Electric youth

c: | f: /

Remember the everlasting match? Invented in the 1970s if I recall correctly. Have you got one? Didn’t think so, because the invention was silenced and bought by the match makers of the time to protect their business model. Same with electric cars, it seems.

I totally don’t get electric cars. Maybe I just haven’t figured out the practicalities yet, but it seems there are a few fundamental problems.

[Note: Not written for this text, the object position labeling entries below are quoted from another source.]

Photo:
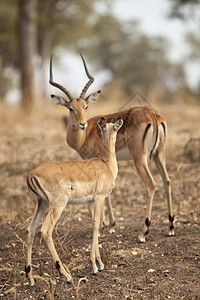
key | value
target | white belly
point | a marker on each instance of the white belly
(80, 200)
(124, 154)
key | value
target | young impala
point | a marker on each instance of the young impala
(142, 137)
(54, 184)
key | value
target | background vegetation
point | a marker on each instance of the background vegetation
(30, 30)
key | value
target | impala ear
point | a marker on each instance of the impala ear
(60, 100)
(102, 125)
(118, 124)
(92, 97)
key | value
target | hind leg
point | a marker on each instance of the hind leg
(145, 174)
(41, 208)
(159, 159)
(46, 231)
(111, 225)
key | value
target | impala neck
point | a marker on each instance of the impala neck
(75, 136)
(111, 155)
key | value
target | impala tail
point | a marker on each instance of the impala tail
(160, 133)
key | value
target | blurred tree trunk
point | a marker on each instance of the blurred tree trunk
(27, 50)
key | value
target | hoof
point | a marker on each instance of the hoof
(31, 282)
(95, 273)
(69, 281)
(140, 239)
(111, 230)
(101, 268)
(171, 233)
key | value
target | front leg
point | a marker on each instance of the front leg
(95, 254)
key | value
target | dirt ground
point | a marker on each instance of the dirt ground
(161, 268)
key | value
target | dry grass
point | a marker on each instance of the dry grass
(28, 140)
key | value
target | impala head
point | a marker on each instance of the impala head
(108, 128)
(76, 106)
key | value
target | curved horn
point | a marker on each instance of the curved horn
(56, 84)
(82, 95)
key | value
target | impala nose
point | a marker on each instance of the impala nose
(82, 126)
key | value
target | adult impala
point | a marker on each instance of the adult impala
(54, 184)
(142, 137)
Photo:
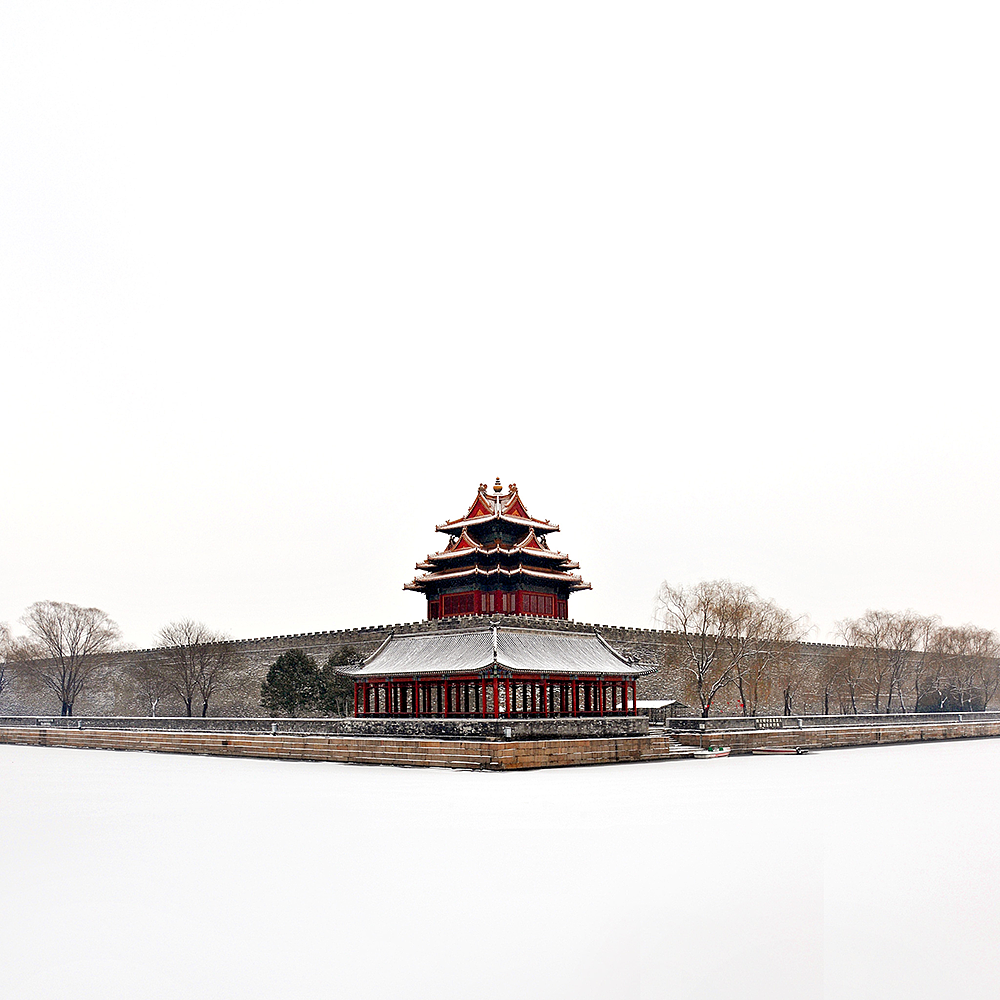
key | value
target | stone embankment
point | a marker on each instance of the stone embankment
(485, 744)
(746, 734)
(467, 754)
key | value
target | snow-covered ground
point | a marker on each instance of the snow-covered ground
(846, 874)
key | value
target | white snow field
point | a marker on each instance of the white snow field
(844, 874)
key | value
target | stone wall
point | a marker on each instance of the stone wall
(112, 693)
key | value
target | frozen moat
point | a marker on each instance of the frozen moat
(851, 874)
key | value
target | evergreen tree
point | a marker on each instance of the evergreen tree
(293, 684)
(337, 691)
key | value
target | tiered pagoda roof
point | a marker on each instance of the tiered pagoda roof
(498, 546)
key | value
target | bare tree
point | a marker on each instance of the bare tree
(6, 650)
(150, 679)
(964, 660)
(195, 660)
(728, 636)
(68, 642)
(921, 661)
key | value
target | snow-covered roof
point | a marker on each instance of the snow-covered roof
(517, 650)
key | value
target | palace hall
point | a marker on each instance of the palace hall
(496, 562)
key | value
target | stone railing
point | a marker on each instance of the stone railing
(721, 723)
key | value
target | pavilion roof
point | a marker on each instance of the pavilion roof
(552, 575)
(496, 506)
(465, 546)
(477, 651)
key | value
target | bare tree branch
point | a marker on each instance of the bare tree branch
(68, 643)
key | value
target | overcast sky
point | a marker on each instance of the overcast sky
(280, 284)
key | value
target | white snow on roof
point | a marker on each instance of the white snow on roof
(519, 650)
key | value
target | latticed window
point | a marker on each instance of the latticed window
(458, 604)
(538, 604)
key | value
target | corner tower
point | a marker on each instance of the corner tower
(497, 561)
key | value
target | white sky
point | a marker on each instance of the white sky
(280, 284)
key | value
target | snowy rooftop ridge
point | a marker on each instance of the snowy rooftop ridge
(476, 651)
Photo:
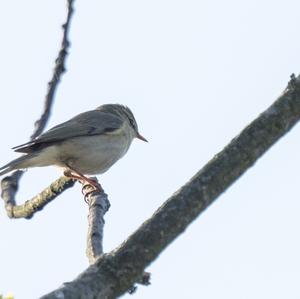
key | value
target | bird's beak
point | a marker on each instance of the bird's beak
(141, 137)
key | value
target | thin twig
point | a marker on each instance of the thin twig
(59, 69)
(12, 182)
(115, 272)
(98, 206)
(27, 210)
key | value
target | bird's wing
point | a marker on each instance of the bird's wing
(89, 123)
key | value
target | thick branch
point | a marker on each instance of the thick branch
(114, 273)
(27, 210)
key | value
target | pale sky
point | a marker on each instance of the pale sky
(195, 73)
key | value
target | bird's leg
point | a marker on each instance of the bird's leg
(74, 174)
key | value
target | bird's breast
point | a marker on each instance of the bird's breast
(94, 154)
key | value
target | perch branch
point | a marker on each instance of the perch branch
(114, 273)
(12, 182)
(98, 206)
(27, 210)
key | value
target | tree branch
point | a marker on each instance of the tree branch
(59, 69)
(113, 273)
(12, 182)
(27, 210)
(98, 206)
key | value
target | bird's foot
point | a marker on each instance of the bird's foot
(85, 181)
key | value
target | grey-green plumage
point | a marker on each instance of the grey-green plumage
(89, 143)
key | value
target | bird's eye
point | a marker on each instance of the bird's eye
(132, 123)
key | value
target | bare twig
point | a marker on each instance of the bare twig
(98, 206)
(59, 69)
(12, 182)
(27, 210)
(114, 273)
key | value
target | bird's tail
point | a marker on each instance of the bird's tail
(19, 163)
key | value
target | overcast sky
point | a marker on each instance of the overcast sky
(195, 73)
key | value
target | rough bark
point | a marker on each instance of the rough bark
(114, 273)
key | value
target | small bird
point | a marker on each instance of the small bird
(87, 144)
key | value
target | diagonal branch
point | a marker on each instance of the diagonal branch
(113, 273)
(12, 181)
(58, 71)
(98, 206)
(9, 187)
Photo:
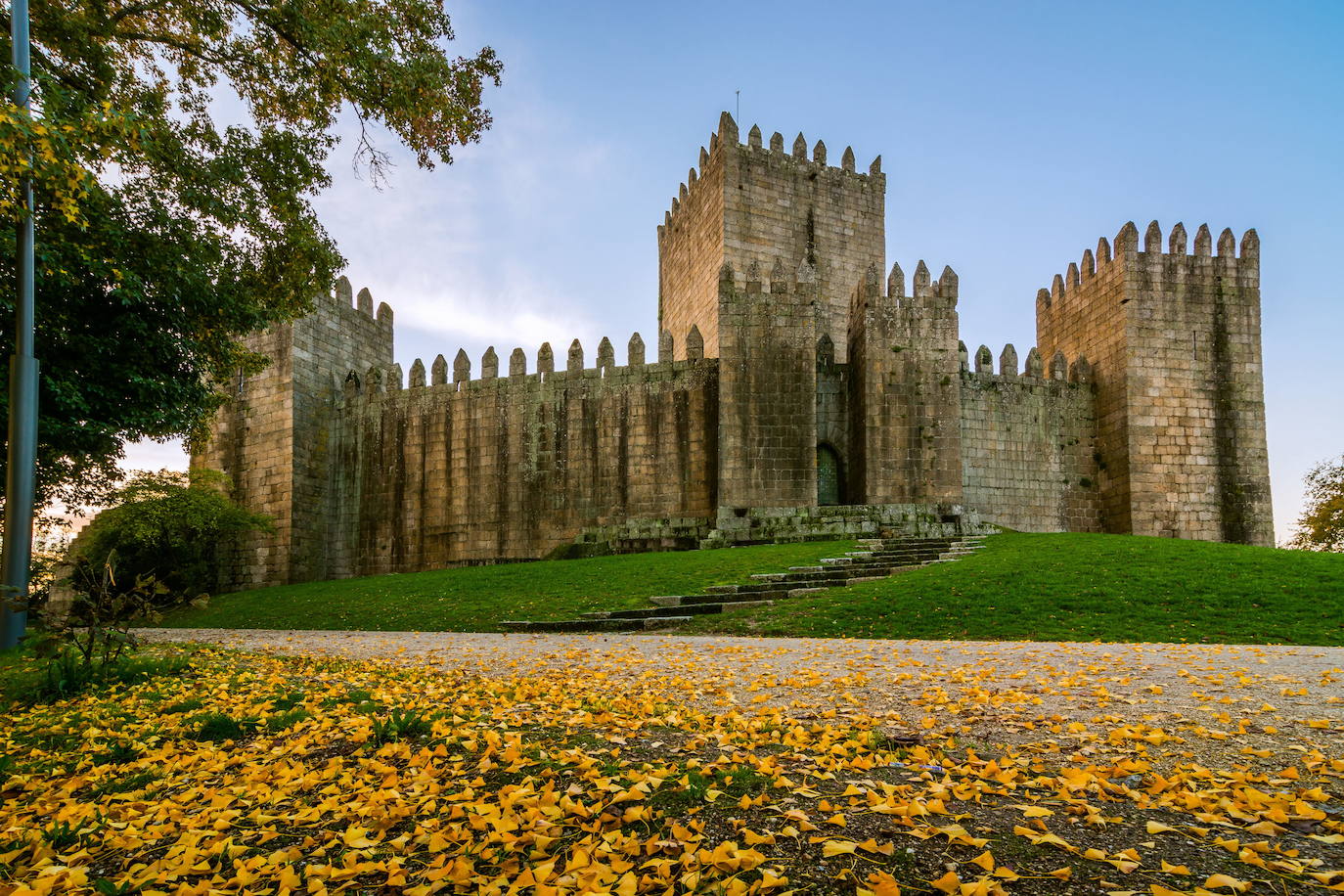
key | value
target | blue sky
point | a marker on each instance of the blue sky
(1012, 137)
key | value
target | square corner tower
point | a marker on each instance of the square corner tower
(751, 203)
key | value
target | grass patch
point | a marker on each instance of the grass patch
(28, 679)
(478, 598)
(1080, 587)
(221, 726)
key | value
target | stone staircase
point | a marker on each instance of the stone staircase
(875, 559)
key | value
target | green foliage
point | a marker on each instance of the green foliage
(399, 726)
(284, 720)
(1322, 524)
(169, 525)
(219, 726)
(164, 236)
(93, 640)
(478, 598)
(1078, 587)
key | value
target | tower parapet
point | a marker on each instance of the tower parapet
(753, 203)
(1174, 338)
(905, 384)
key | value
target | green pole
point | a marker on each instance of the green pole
(23, 385)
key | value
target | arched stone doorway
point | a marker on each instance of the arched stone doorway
(829, 475)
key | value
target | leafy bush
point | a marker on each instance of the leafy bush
(1322, 524)
(169, 525)
(93, 643)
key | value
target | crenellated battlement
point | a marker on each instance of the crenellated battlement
(343, 297)
(790, 368)
(1037, 371)
(384, 379)
(1202, 261)
(1172, 331)
(726, 139)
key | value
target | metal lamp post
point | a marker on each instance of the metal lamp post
(23, 384)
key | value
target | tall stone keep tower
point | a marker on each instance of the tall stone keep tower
(1175, 344)
(755, 204)
(272, 437)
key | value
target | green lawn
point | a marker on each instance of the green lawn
(1081, 587)
(477, 598)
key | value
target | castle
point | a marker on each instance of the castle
(794, 392)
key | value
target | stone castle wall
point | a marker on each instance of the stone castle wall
(272, 437)
(755, 204)
(1142, 411)
(768, 385)
(1028, 443)
(1175, 344)
(905, 389)
(507, 468)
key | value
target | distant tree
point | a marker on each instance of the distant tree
(164, 236)
(167, 527)
(1322, 524)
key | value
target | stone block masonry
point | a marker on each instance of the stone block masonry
(793, 395)
(1175, 344)
(1028, 445)
(489, 469)
(751, 203)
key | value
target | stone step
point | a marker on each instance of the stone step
(646, 612)
(573, 625)
(879, 559)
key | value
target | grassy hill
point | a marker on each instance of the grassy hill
(1048, 587)
(477, 598)
(1081, 587)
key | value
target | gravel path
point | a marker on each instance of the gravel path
(1287, 692)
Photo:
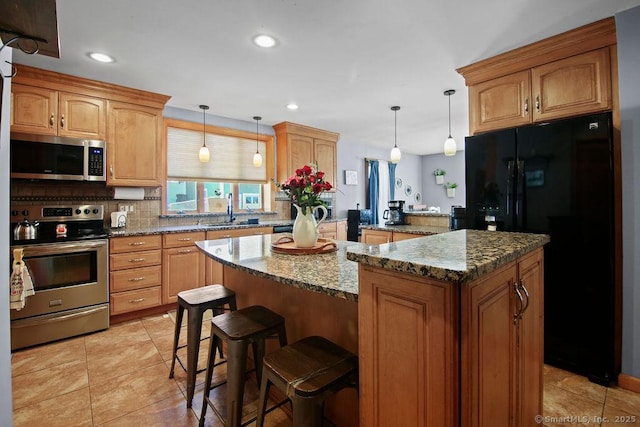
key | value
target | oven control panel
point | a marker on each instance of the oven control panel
(57, 213)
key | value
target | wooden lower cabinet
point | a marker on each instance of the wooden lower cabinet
(183, 264)
(135, 277)
(445, 354)
(407, 350)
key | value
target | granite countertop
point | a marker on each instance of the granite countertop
(458, 256)
(330, 273)
(426, 213)
(129, 231)
(424, 230)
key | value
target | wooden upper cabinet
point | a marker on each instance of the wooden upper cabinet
(299, 145)
(562, 76)
(50, 112)
(500, 103)
(577, 85)
(325, 158)
(134, 150)
(82, 116)
(130, 120)
(301, 151)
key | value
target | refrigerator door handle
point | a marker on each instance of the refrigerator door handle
(510, 176)
(520, 194)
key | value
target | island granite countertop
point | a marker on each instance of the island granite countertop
(327, 273)
(424, 230)
(457, 257)
(166, 229)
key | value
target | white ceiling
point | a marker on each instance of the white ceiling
(345, 62)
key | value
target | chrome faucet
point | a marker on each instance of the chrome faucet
(230, 207)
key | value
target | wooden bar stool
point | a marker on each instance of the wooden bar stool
(197, 301)
(249, 325)
(307, 371)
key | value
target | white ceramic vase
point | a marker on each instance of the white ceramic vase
(305, 226)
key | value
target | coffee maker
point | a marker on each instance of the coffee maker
(395, 213)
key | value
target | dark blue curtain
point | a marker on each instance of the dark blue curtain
(392, 181)
(373, 190)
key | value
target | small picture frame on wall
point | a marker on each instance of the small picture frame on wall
(350, 177)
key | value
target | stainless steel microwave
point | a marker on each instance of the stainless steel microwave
(56, 157)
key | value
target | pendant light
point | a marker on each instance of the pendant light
(450, 143)
(257, 158)
(396, 155)
(203, 155)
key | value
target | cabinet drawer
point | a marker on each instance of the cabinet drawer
(397, 236)
(124, 302)
(327, 227)
(135, 243)
(135, 259)
(175, 240)
(135, 278)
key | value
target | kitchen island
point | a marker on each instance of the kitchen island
(316, 294)
(450, 330)
(448, 327)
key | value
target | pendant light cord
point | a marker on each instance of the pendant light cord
(257, 119)
(449, 96)
(395, 128)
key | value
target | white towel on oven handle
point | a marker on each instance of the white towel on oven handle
(21, 285)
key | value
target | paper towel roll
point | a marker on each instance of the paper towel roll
(128, 193)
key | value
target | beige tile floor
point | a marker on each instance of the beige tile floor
(120, 377)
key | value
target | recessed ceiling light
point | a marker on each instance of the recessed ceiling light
(264, 40)
(100, 57)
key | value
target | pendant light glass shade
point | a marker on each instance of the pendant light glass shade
(257, 158)
(396, 155)
(203, 154)
(450, 147)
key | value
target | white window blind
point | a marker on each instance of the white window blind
(231, 157)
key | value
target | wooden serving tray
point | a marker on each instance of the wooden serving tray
(285, 245)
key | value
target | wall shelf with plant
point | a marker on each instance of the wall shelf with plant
(439, 174)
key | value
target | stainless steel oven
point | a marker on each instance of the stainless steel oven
(69, 272)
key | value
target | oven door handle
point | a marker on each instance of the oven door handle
(63, 248)
(24, 323)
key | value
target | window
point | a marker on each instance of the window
(194, 187)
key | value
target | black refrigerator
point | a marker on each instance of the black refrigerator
(557, 178)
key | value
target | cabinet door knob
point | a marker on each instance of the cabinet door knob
(526, 294)
(517, 315)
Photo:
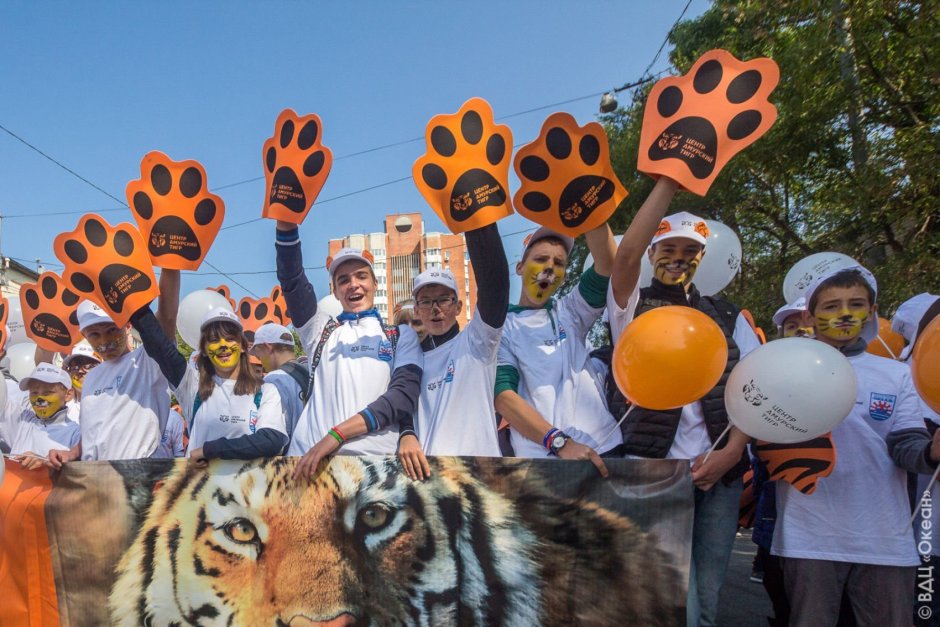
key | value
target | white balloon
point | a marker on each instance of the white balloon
(193, 309)
(807, 269)
(15, 323)
(790, 390)
(330, 306)
(722, 260)
(20, 359)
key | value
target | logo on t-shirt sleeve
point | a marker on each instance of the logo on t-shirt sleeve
(881, 406)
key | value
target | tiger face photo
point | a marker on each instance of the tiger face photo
(241, 543)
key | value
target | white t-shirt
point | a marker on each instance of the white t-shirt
(124, 408)
(355, 369)
(17, 401)
(556, 374)
(171, 444)
(38, 436)
(455, 409)
(225, 414)
(860, 512)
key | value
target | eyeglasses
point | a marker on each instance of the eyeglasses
(425, 304)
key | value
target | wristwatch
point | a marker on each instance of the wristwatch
(558, 442)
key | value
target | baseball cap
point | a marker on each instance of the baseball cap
(90, 313)
(434, 276)
(543, 232)
(682, 224)
(47, 373)
(220, 314)
(347, 254)
(273, 333)
(82, 349)
(870, 330)
(907, 319)
(797, 306)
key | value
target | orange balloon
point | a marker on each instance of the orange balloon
(669, 357)
(925, 364)
(890, 341)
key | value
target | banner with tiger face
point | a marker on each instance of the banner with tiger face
(483, 541)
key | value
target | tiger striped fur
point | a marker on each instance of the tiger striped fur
(243, 544)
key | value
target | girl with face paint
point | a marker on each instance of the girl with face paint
(231, 414)
(44, 425)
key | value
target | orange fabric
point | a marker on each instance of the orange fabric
(568, 183)
(464, 175)
(177, 214)
(49, 313)
(109, 265)
(694, 124)
(27, 584)
(296, 165)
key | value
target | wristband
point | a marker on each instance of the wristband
(547, 440)
(337, 436)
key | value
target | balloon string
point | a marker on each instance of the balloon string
(887, 348)
(925, 495)
(616, 426)
(717, 442)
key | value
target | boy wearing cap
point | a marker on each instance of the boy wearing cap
(455, 409)
(365, 375)
(675, 252)
(274, 346)
(852, 533)
(44, 426)
(547, 388)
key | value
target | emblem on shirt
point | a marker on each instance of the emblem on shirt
(385, 350)
(881, 406)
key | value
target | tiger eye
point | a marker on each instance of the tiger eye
(241, 531)
(374, 516)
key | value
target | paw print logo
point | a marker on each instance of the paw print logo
(296, 165)
(49, 312)
(109, 265)
(280, 305)
(694, 124)
(254, 312)
(568, 184)
(464, 175)
(224, 291)
(175, 211)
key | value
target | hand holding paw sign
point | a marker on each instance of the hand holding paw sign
(694, 124)
(108, 265)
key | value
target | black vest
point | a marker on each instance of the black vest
(650, 432)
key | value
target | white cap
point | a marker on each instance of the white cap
(682, 224)
(90, 313)
(908, 317)
(870, 330)
(47, 373)
(347, 254)
(220, 314)
(82, 349)
(435, 276)
(273, 333)
(543, 232)
(797, 306)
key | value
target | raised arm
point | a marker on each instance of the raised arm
(491, 269)
(636, 240)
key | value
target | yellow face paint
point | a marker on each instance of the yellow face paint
(46, 405)
(675, 271)
(845, 324)
(224, 354)
(541, 280)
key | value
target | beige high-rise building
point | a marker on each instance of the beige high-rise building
(403, 251)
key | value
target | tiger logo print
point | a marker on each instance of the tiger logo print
(228, 546)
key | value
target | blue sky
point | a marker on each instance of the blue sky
(98, 85)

  1. Let’s say you’re driving 600 miles and your car has a range of 300. When a regular car runs out of petrol you pull into a service station, fill it up and drive off. When your electric car runs out of battery power you pull into a service station and connect it to a charger. For between four and six hours for a full charge.
  2. How do you kill six hours at Keele Services?
  3. The maximum stay at a motorway service station or supermarket car park is approximately two hours before you have to pay.
  4. Electric cars are billed as an ecologically sound alternative to petrol. Yet construction and building of such cars can have a greater negative impact on the environment than conventional cars (Prius, I’m looking at you).
  5. And that’s not to consider the safe disposal of the car battery at the end of the car’s life.
  6. But the killer problem I find with electric cars is that they require electricity to charge them. And we all know that to produce electricity we currently, predominantly, burn fossil fuels (nuclear and other renewable energy sources notwithstanding). So what’s the environmental and long-term benefit?

It’s great that alternative sources of energy are being considered, but so far I have yet to see any real innovation without the energy cartel being involved somewhere along the line. Biofuels have certainly done nothing but force the price of food up.

I fear it’s going to be the everlasting match all over again: the governments, oil barons and corporations who have a vested interest in keeping us reliant on fossil fuels will always stand in the way of true progress unless we do something about it.